IBM / spectrum-protect-sppmon

Monitoring and long-term reporting for IBM Spectrum Protect Plus. Provides a data bridge from SPP to InfluxDB and provides visualization dashboards via Grafana.
Apache License 2.0
13 stars 8 forks source link

SPPCheck: Interpolate multiple missing values #116

Open NielsKorschinsky opened 1 year ago

NielsKorschinsky commented 1 year ago

Current state:

Only a maximum of one data point is interpolated when preparing the data. This has the reasoning that an assumption of multiple datapoints can have a negative effect when summarizing, especially with counting values. this is because a zero-count is not permitted and internally handled as NA, interpolating would bloat up the summarized count.

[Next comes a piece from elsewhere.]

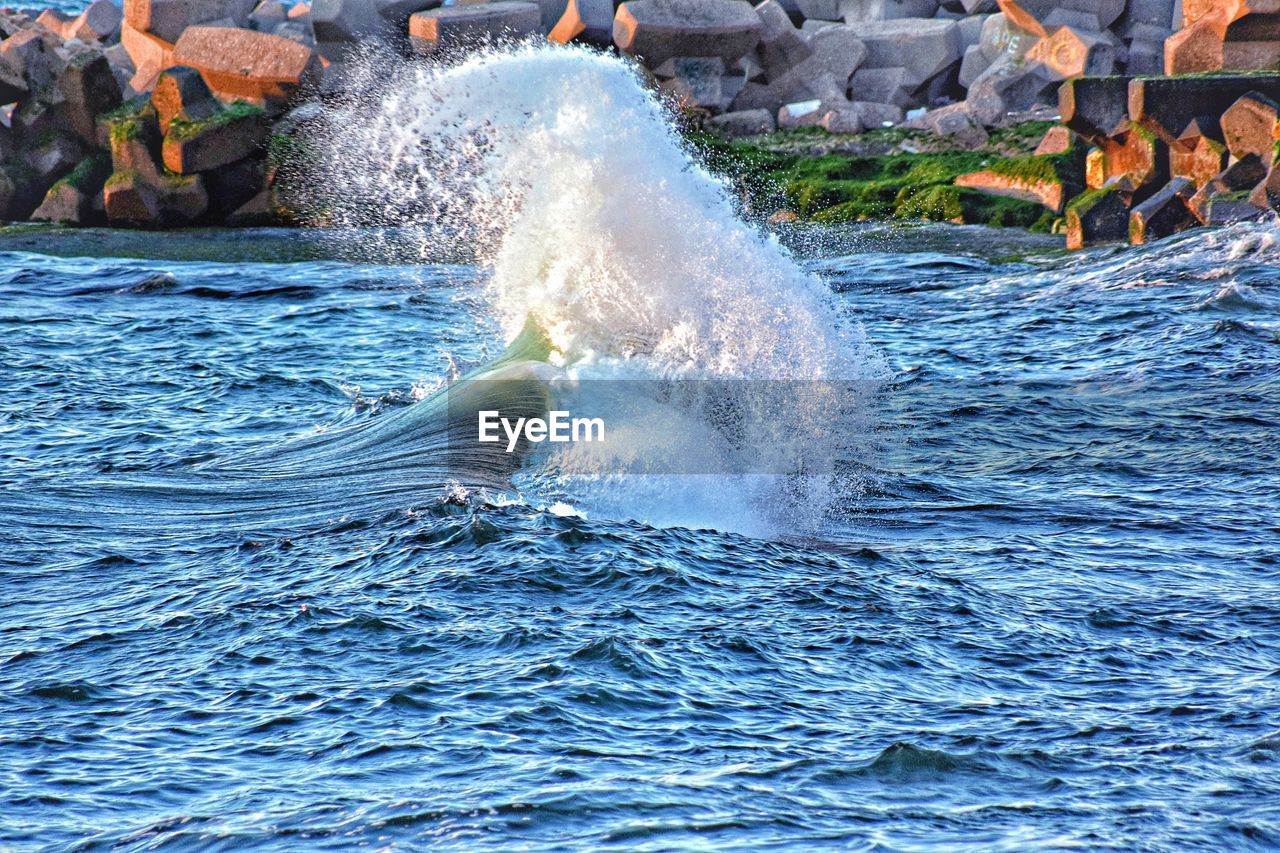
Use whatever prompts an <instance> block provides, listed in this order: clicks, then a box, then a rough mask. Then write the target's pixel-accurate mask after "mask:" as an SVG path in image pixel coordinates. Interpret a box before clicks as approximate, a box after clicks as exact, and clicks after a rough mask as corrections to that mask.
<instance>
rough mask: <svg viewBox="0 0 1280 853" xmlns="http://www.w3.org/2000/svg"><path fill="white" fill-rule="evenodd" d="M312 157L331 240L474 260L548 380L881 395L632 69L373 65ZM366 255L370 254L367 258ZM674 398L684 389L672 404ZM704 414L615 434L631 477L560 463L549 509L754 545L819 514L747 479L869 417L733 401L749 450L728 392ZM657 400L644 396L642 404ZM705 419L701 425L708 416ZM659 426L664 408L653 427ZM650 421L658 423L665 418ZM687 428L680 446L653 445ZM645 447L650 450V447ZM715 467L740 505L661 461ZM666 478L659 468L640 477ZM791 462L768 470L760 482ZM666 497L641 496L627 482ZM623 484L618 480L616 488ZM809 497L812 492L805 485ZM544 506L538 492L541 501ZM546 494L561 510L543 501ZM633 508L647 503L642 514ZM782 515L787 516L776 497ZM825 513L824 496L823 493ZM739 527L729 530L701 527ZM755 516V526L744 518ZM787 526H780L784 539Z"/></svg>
mask: <svg viewBox="0 0 1280 853" xmlns="http://www.w3.org/2000/svg"><path fill="white" fill-rule="evenodd" d="M361 74H362V78H361V79H360V81H358V82H357V85H356V86H355V90H356V91H357V92H360V95H358V96H356V97H353V99H351V100H349V101H348V102H347V104H344V105H340V106H339V108H337V109H335V110H334V111H333V113H332V115H330V123H329V126H328V128H326V131H325V133H324V134H321V136H320V137H319V138H317V145H320V146H321V156H320V158H317V159H319V160H320V161H321V163H325V164H326V165H325V169H328V172H329V174H324V175H319V177H320V181H321V182H323V183H324V184H325V186H329V187H333V188H335V190H338V193H337V197H335V199H333V200H330V206H332V209H333V216H334V219H335V220H337V224H344V225H353V227H365V225H376V227H380V228H379V229H374V231H362V232H360V233H361V234H362V238H364V240H379V238H387V237H388V236H390V237H392V238H393V240H396V241H398V242H397V246H398V247H399V248H401V250H403V246H404V243H406V241H407V242H408V243H410V245H412V246H413V247H415V250H416V251H419V252H420V254H421V256H424V257H448V256H457V254H458V252H457V247H458V246H467V247H468V251H467V256H468V260H475V261H477V263H479V264H480V265H481V268H483V274H484V277H485V278H486V280H488V288H489V292H490V295H489V304H490V305H492V309H493V311H494V314H495V316H497V319H498V320H499V321H500V324H502V327H503V329H504V333H506V334H507V338H508V339H512V338H515V337H516V336H517V334H518V333H520V330H521V329H522V328H524V327H525V324H526V321H527V320H530V319H531V320H534V321H535V323H536V324H538V325H539V327H541V328H543V329H544V330H545V332H547V333H548V336H549V338H550V342H552V345H553V348H554V357H553V361H554V364H557V365H558V366H561V368H564V369H567V370H568V371H570V374H571V375H573V377H577V378H588V379H620V378H630V379H635V378H643V379H660V380H671V379H756V380H768V379H787V380H838V382H865V383H867V384H864V386H861V387H864V388H865V387H868V386H869V384H874V382H876V380H878V379H879V378H881V377H882V374H883V371H884V368H883V362H882V360H881V357H879V356H878V355H877V353H876V351H874V350H873V348H872V347H870V346H869V345H868V343H867V341H865V337H864V334H863V332H861V328H860V325H858V324H856V321H854V320H852V319H851V318H850V316H849V315H847V311H845V310H842V309H841V307H840V306H837V305H836V304H835V301H833V298H832V295H831V291H829V289H828V288H827V287H826V286H824V284H823V283H822V282H820V280H818V279H817V278H814V277H813V275H810V274H809V273H806V272H804V270H803V269H801V268H800V266H797V265H796V263H795V260H794V259H792V257H791V255H790V254H788V252H787V250H786V248H785V247H782V246H781V245H780V243H778V242H777V241H776V240H774V238H773V237H772V236H769V234H767V233H764V232H762V231H760V229H758V228H755V227H753V225H750V224H748V223H745V222H744V220H742V219H741V218H740V216H739V215H737V204H736V201H735V199H733V197H732V195H731V193H730V192H728V191H727V188H726V186H724V184H723V183H722V182H721V181H719V179H717V178H716V177H714V175H712V174H709V173H708V172H707V170H704V169H703V168H701V167H700V165H699V164H698V163H696V160H695V159H692V158H691V156H690V152H689V151H687V149H686V146H685V143H684V142H682V140H681V138H680V136H678V134H677V133H676V132H675V131H673V129H672V124H671V120H669V117H668V114H667V111H666V110H664V109H663V105H662V104H660V102H659V101H658V100H657V99H655V97H654V96H653V93H652V92H650V91H649V90H648V88H646V87H645V86H644V85H643V82H641V79H640V77H639V74H637V72H636V69H635V68H634V67H632V65H630V64H627V63H625V61H622V60H618V59H616V58H613V56H608V55H604V54H600V53H595V51H591V50H585V49H573V47H552V46H545V45H544V46H532V45H526V46H516V47H507V49H495V50H492V51H488V53H483V54H480V55H474V56H471V58H468V59H466V60H465V61H461V63H457V64H449V65H425V64H411V63H403V61H401V60H388V59H380V60H370V61H367V63H366V64H365V65H364V67H362V69H361ZM369 248H370V246H369V245H367V243H365V250H366V251H367V250H369ZM685 391H686V392H687V387H686V388H685ZM708 393H709V394H714V397H716V400H714V401H713V402H708V401H699V400H696V397H698V394H696V393H694V394H692V396H694V397H695V398H694V400H690V398H689V397H690V396H689V393H685V394H684V396H682V398H681V403H680V411H676V412H672V411H671V401H669V397H671V394H666V401H664V402H657V401H655V402H654V406H655V407H653V409H641V410H639V411H634V412H632V415H634V418H632V419H631V420H630V423H628V424H611V429H614V428H616V427H617V432H618V434H627V435H630V441H628V442H627V448H626V459H625V460H623V459H616V457H611V459H602V457H600V456H599V455H595V453H585V455H575V453H572V452H568V453H562V455H559V457H558V459H556V460H552V461H550V464H548V465H545V466H544V467H543V469H540V470H543V471H545V473H547V478H549V479H553V480H554V484H556V487H557V488H562V489H563V491H562V493H563V494H568V496H571V497H575V498H576V500H577V501H580V502H581V501H584V500H585V498H584V496H585V494H588V493H590V494H591V498H593V500H591V501H590V503H591V505H594V506H608V507H611V511H612V510H613V508H616V507H617V506H620V505H622V506H632V507H634V506H635V505H637V503H639V505H644V506H648V507H659V506H660V507H663V510H664V515H663V516H662V517H658V516H657V515H655V514H654V512H648V514H645V512H632V515H634V516H635V515H639V516H640V517H643V519H644V520H652V521H655V523H668V521H669V523H677V524H678V523H681V521H682V520H687V517H689V516H687V514H686V512H684V511H682V510H681V508H680V507H686V508H690V507H698V510H699V514H698V521H699V523H705V524H712V525H713V526H722V528H726V526H727V528H733V529H740V530H745V532H748V530H749V532H753V533H758V532H760V530H763V529H765V528H768V526H773V525H762V524H759V523H758V521H759V512H758V511H756V510H759V507H760V506H765V507H769V514H771V515H778V511H780V510H778V507H781V506H782V505H783V503H787V505H788V506H791V507H792V508H794V507H795V506H796V505H799V503H820V505H827V503H829V500H828V498H818V497H817V494H818V492H824V493H831V492H832V487H831V482H829V478H826V475H827V474H829V471H827V470H824V471H823V473H822V476H823V478H826V479H822V485H820V488H817V487H813V488H800V489H797V488H796V483H795V482H794V480H788V482H786V483H781V482H780V479H778V478H776V476H763V478H762V476H749V473H750V470H759V469H753V464H755V462H756V461H758V460H759V457H760V455H762V453H764V452H765V450H764V448H773V450H772V452H776V453H782V455H790V456H792V457H794V456H796V455H797V453H799V455H800V456H801V457H803V456H804V455H805V452H806V451H805V450H804V448H805V447H819V446H820V447H822V448H823V450H822V455H823V459H824V461H826V460H829V459H831V457H832V456H833V453H832V450H831V446H829V441H831V438H832V432H833V430H835V432H838V433H840V434H841V437H849V435H852V434H856V433H859V432H860V430H859V429H856V428H855V425H854V420H855V419H858V418H859V416H860V411H859V410H860V409H861V407H863V405H864V402H865V400H863V398H861V394H859V396H858V397H859V398H856V400H851V398H849V397H847V396H840V394H835V393H829V392H826V391H823V392H819V393H812V394H806V398H808V403H809V405H806V406H799V405H796V406H785V409H786V411H783V412H778V411H777V410H778V409H780V406H778V397H777V391H776V388H771V389H765V391H759V393H756V394H755V396H756V397H758V398H753V393H754V391H753V383H742V384H741V391H740V392H735V393H736V396H737V400H736V401H735V402H733V405H731V406H728V407H727V409H728V410H731V411H735V412H739V414H740V412H750V411H753V407H754V409H756V410H758V409H760V407H768V409H769V410H771V412H773V414H774V415H777V416H771V418H767V419H762V418H756V419H754V420H753V421H751V424H750V428H749V429H745V430H744V429H742V427H741V424H739V425H737V427H736V433H735V438H733V441H732V442H726V441H724V435H726V434H728V433H730V432H732V430H730V429H726V424H723V423H717V421H716V418H714V416H709V415H708V411H710V410H713V409H714V410H716V411H718V412H723V411H724V410H726V406H724V400H723V396H724V388H723V387H718V388H717V389H716V391H714V392H708ZM663 396H664V394H662V393H659V392H655V397H663ZM703 403H705V405H703ZM662 407H664V409H662ZM659 409H662V410H659ZM658 423H676V424H681V425H682V427H681V428H680V430H678V433H680V434H673V432H672V430H669V429H655V428H653V424H658ZM645 442H648V443H649V446H645ZM678 447H685V448H687V450H689V452H690V453H698V455H701V456H705V453H708V452H716V453H722V455H724V459H717V460H712V461H710V462H708V460H707V459H699V460H698V464H699V467H700V469H704V470H705V469H708V467H710V469H714V470H719V471H724V473H726V476H733V474H732V473H735V471H740V473H741V474H742V479H744V482H745V480H748V479H749V480H750V483H751V484H750V487H749V488H741V489H736V488H735V487H733V485H728V487H726V482H724V476H721V478H710V479H708V478H684V479H681V478H680V476H678V475H675V476H673V475H671V474H672V473H673V471H675V473H676V474H678V470H680V465H678V464H676V465H672V462H671V456H672V453H673V452H677V451H676V450H675V448H678ZM657 461H660V462H662V465H660V466H659V465H653V466H652V467H646V465H650V464H653V462H657ZM790 461H795V462H796V464H797V466H799V467H800V469H803V470H806V471H809V470H813V469H814V465H813V462H814V460H812V459H799V460H781V461H780V460H769V462H771V467H769V470H783V469H786V470H790V469H787V466H786V464H787V462H790ZM657 467H660V470H662V473H663V475H662V476H649V478H644V479H643V485H641V484H640V482H637V480H636V479H635V478H634V476H631V475H634V474H636V473H643V474H654V469H657ZM628 478H630V479H628ZM812 485H813V484H812ZM547 491H548V489H544V492H547ZM549 491H557V489H549ZM639 492H643V494H639ZM783 492H786V493H788V494H792V496H796V494H799V496H800V497H797V498H796V500H791V498H787V500H786V501H783V500H781V498H780V497H778V496H780V494H781V493H783ZM837 492H838V489H837ZM731 493H732V494H733V497H732V501H733V502H735V503H736V506H737V508H736V510H735V511H733V512H732V514H731V515H732V516H733V517H727V516H726V515H724V514H718V515H717V514H713V515H712V517H708V514H707V507H709V506H710V507H724V506H726V505H727V503H728V502H730V501H731V498H730V497H728V496H730V494H731ZM745 517H750V519H751V523H750V524H748V523H745V521H742V519H745ZM787 524H788V525H790V524H792V520H791V519H788V520H787Z"/></svg>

However - how realistic are zero-counts in a production system?

The major issue with not interpolating these intermediate values is, that they can greatly affect the summarized prediction. If a single multiple systems fail, the trend for this period is lower than before and after, showing the prediction function there was an increase/decrease in the trend. It might be wise to interpolate any point, as long as there is a following data point (or multiple? hard to implement).

The individual prediction is not affected, as they are interpolated as a safety measurement before, resulting in a error spam in the log messages (note #113 )

latest_total_summarized_storage_data

Except of Masters thesis:

Due to an unknown reason, some of the vSnaps associated with the testing system were unreachable. 
Therefore, no data could be collected by SPPMon and the data points are missing. 
According to the guidelines of the predictor,when preparing data, a maximum of one data point can be interpolated in a row (see Section4.2.3). 
This guideline results in missing data from four of seven vSnaps from 04.05.2022 until 07.06.2022. 
These missing values influence the total trend, though it is negligible in the long-term trend.
The missing values are not directly apparent in Grafana because it automatically connects the remaining data points, though when inspecting the data, the missing values become apparent.